Dans un premier temps, le passage qui fait l’objet de ma réflexion (Rm13,1b) correspond certainement à une situation historique donnée. Au moment où Paul s’adresse aux chrétiens de Rome – nous sommes vers l’an 56 de notre ère – l’autorité romaine est loin d’être totalitaire. Bien au contraire, l’administration impériale a de très bons rapports avec les populations après que les chrétiens aient connu des moments plus désagréables. Ces populations ne sont ni brimées ni opprimées. Justice est rendue à quiconque se sent lésé. Thémis – déesse de l’équité et de la loi dans la mythologie grecque – ne tranche pas forcément en faveur du riche ou du puissant. Tel est le pouvoir que Paul a connu et – certainement – apprécié. Car, si ce pouvoir lui avait semblé partial, s’il ne lui inspirait que crainte et méfiance, il n’aurait pas eu recours à lui lorsque des accusations furent portées contre lui par les grands prêtres et notables juifs de Césarée (Ac 25, 1-12). C'est à ce type de pouvoir que Paul pense au moment où il enjoint aux chrétiens de Rome de se soumettre aux autorités : un pouvoir au service du bien et de la justice sociale.

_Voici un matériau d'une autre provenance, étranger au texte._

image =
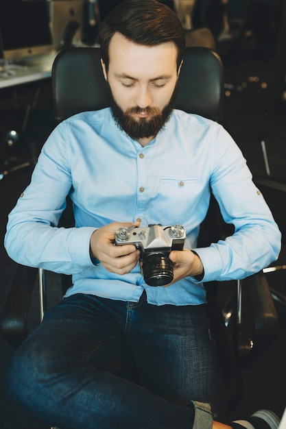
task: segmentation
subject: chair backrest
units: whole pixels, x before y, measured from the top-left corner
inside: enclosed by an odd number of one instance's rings
[[[110,106],[100,57],[99,48],[72,48],[57,56],[52,71],[57,121]],[[223,67],[217,53],[208,48],[187,48],[176,100],[177,108],[221,121]]]

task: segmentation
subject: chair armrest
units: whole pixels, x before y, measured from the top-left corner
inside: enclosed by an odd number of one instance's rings
[[[1,315],[1,332],[9,344],[17,348],[27,336],[27,317],[36,268],[19,265]]]
[[[243,366],[249,366],[275,340],[279,323],[274,302],[263,271],[244,279],[243,287],[243,295],[246,295],[249,301],[252,324],[253,347],[242,358]],[[243,306],[246,306],[246,304],[244,299]]]
[[[254,177],[254,182],[257,186],[275,189],[286,193],[286,183],[270,179],[267,177]]]

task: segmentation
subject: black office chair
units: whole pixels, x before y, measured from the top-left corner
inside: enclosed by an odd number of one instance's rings
[[[262,174],[257,174],[254,180],[263,193],[282,233],[282,249],[279,258],[275,263],[265,267],[263,272],[270,280],[273,297],[280,304],[286,306],[286,286],[285,285],[283,289],[277,288],[276,284],[278,276],[285,279],[286,273],[285,206],[281,202],[286,195],[286,134],[268,130],[260,131],[257,135],[261,149],[264,171]],[[274,281],[272,282],[272,280]],[[285,280],[283,281],[285,283]]]
[[[76,48],[61,52],[53,67],[53,87],[58,121],[79,112],[109,106],[99,49]],[[206,48],[187,48],[178,84],[176,107],[220,121],[222,100],[223,69],[218,56]],[[69,218],[69,225],[73,222],[71,214],[71,210],[64,214]],[[206,242],[210,239],[217,241],[224,234],[224,225],[219,214],[213,199],[209,214],[202,228],[205,232],[200,237],[202,245],[208,245]],[[67,225],[67,219],[62,221]],[[20,267],[12,284],[2,315],[1,328],[5,338],[12,347],[17,347],[27,335],[27,315],[37,273],[36,269]],[[65,276],[64,278],[67,280]],[[67,280],[70,281],[69,278]],[[40,270],[40,280],[42,317],[46,305],[47,289],[43,270]],[[239,282],[237,287],[234,283],[234,292],[229,301],[231,305],[228,302],[227,317],[225,317],[224,308],[222,310],[218,306],[213,293],[209,293],[208,306],[229,410],[235,408],[242,395],[239,365],[243,360],[246,361],[246,356],[252,358],[257,351],[262,352],[262,349],[274,338],[278,328],[273,301],[263,273]],[[249,312],[255,318],[255,321],[250,321],[249,330],[245,328],[241,311],[241,308],[244,308],[243,303],[241,304],[241,291],[245,288],[251,289],[251,296],[247,297],[247,300],[251,306]]]

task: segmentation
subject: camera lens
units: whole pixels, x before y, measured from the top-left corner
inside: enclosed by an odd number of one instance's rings
[[[165,286],[173,280],[173,267],[166,254],[145,254],[143,260],[144,280],[150,286]]]

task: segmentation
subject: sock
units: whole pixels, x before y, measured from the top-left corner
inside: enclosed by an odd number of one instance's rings
[[[272,411],[259,410],[248,420],[236,420],[233,421],[233,429],[278,429],[280,420]]]

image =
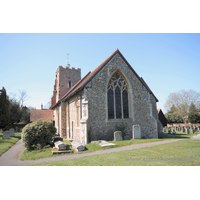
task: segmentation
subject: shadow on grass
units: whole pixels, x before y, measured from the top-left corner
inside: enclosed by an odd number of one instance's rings
[[[163,133],[163,134],[159,134],[158,138],[160,139],[164,139],[164,138],[188,138],[190,139],[190,137],[195,136],[200,134],[199,132],[195,132],[194,134],[185,134],[185,133],[172,133],[172,134],[168,134],[168,133]]]

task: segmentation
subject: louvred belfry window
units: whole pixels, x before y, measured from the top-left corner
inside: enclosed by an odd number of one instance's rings
[[[128,89],[124,78],[115,73],[107,88],[108,119],[129,118],[128,112]]]

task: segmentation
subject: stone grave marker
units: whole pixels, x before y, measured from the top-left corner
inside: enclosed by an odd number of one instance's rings
[[[133,137],[133,139],[140,139],[141,138],[140,125],[133,125],[132,137]]]
[[[185,129],[186,129],[186,134],[190,134],[189,128],[186,127]]]
[[[10,131],[4,131],[3,132],[3,139],[9,139],[10,137]]]
[[[121,131],[115,131],[114,132],[114,141],[121,141],[122,140],[122,132]]]
[[[14,130],[14,128],[11,128],[9,131],[10,131],[10,137],[15,137],[15,130]]]
[[[65,151],[67,149],[67,144],[62,141],[55,142],[54,144],[58,151]]]
[[[79,141],[73,141],[71,142],[71,145],[72,145],[72,148],[77,152],[85,150],[85,145]]]

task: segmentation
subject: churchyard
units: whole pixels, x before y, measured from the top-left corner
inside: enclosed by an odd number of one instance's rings
[[[196,130],[194,133],[191,130],[189,134],[187,132],[182,132],[181,130],[171,130],[167,128],[163,129],[163,134],[159,135],[158,139],[130,139],[122,140],[119,132],[114,134],[113,141],[92,141],[85,145],[83,151],[75,151],[71,142],[62,138],[63,142],[66,144],[66,150],[71,154],[83,154],[95,151],[102,151],[104,149],[123,147],[128,145],[136,145],[142,143],[150,143],[157,141],[165,141],[172,139],[188,138],[186,140],[177,141],[170,144],[162,144],[158,146],[151,146],[141,149],[126,150],[122,152],[88,156],[84,158],[76,158],[64,161],[57,161],[51,163],[43,163],[37,165],[53,165],[53,166],[73,166],[73,165],[93,165],[93,166],[182,166],[182,165],[200,165],[200,140],[189,139],[192,136],[199,135],[199,131]],[[15,133],[15,136],[20,136],[21,133]],[[12,145],[14,145],[19,138],[10,137],[9,139],[3,139],[3,133],[0,133],[0,155],[7,151]],[[109,143],[110,145],[105,145]],[[66,155],[53,154],[52,147],[46,146],[42,149],[36,149],[27,151],[22,149],[19,158],[21,161],[26,160],[38,160],[41,158],[50,158],[54,156]],[[62,149],[61,149],[62,150]],[[58,150],[57,150],[58,151]]]
[[[19,140],[19,136],[21,136],[21,132],[15,133],[15,136],[17,137],[14,137],[14,136],[10,137],[9,135],[8,139],[3,139],[3,132],[0,131],[0,156]],[[8,136],[6,135],[6,137]]]

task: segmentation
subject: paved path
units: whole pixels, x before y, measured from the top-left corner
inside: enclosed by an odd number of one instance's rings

Or, une des mentalités qui se sont perverties en Centrafrique se trouve être l’idée de considérer le pouvoir comme un moyen pourvoyeur d’argent, une vache à lait à traire : une vache qui laisse sa bouse à la population et dont le lait va ailleurs, laissant ses veaux (le peuple) affamés. La logique prônée dans de tel cas, c’est « le cabri broute l’herbe là où il est attaché » sans savoir que le « cabri attaché qui broute l’herbe » attend d’être éminemment égorgé. Autant dire que la conception du pouvoir est à revisiter dans notre pays.
Dans un deuxième temps, Paul conçoit le pouvoir comme un instrument de Dieu dont la finalité est la conduite des hommes. Or le Dieu en qui Paul a mis sa foi est un Dieu de paix, de justice et d’ordre. Voilà pourquoi ceux qui exercent le pouvoir en son nom, ceux à qui il a délégué son autorité, doivent veiller à ce que la cité soit en paix, à ce que les citoyens, ceux qui vivent dans la cité, mènent une vie calme et paisible, à ce que les uns ne soient pas spoliés ou exploités par les autres. Quand l’apôtre parle d’autorité, il a donc en tête une autorité dédiée à la justice, une autorité qui n’opprime pas de façon arbitraire. Il en découle que l’apôtre Paul ne nous demande pas de nous soumettre à un pouvoir dictatorial et oppressif ni à un pouvoir laxiste. J’appelle « pouvoir laxiste » un pouvoir qui laisserait les délinquants et les fauteurs de trouble agir à leur guise, un pouvoir qui brillerait par l'impunité.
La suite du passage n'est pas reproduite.